Figure 4.

IL-17A, but not IL-17F, promotes CHIKV replication in NIH3T3 cells. (A, B) NIH3T3 cells were infected with CHIKV (MOI =1) in the presence of indicated concentrations of rIL-17A for 48 h. The ratio of CHIKVE1 to cellular β-actin transcripts was determined by QPCR (A) and the number of infectious virus in the culture supernatants were measured by a plaque assay (B). (C) NIH3T3 cells were preincubated for 24 h with indicated concentrations of rIL-17A, then infected with CHIKV (MOI = 1) for an additional 48 h. The ratio of CHIKVE1 RNA to cellular β-actin transcripts was determined by QPCR. (D) NIH3T3 cells were infected with CHIKV (MOI = 1) in the presence of IL-17F for 48 h, and the ratio of CHIKVE1 RNA to cellular β-actin transcripts was determined by QPCR. (E, F) NIH3T3 cells were treated with recombinant IFNA2 for 8 h and then infected with CHIKV at 1 MOI for 24 h.

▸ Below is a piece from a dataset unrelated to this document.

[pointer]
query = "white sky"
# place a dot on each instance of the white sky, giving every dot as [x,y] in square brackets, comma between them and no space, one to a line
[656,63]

The ratio of CHIKVE1 to cellular β-actin transcripts was determined by QPCR (E) and the infectious virus in the cell medium were measured by a plaque assay (F). (G) NIH3T3 cells were treated with rIL-17A and IFNA2, then infected with CHIKV at 1 MOI for 24 h. The ratio of CHIKVE1 to cellular β-actin transcripts was measured by QPCR. (H, I) NIH3T3 cells were infected with CHIKV (1 MOI) in the presence of rIL-17A, IL-17A neutralizing antibody or anti-flavivirus 4G2 antibody as an isotype control for 24 h. The ratio of CHIKVE1 to cellular β-actin mRNA was determined by QPCR (H) and the expression of Ifn-α2 was measured by QPCR and normalized to cellular β-actin mRNA (I). All the data represent at least two independent experiments performed in triplicates and analyzed by one-way ANOVA followed by Turkey’s test, (*, **, and *** denote p < 0.05, p < 0.01, and p < 0.001, respectively, when compared to untreated control). ns denotes not significant.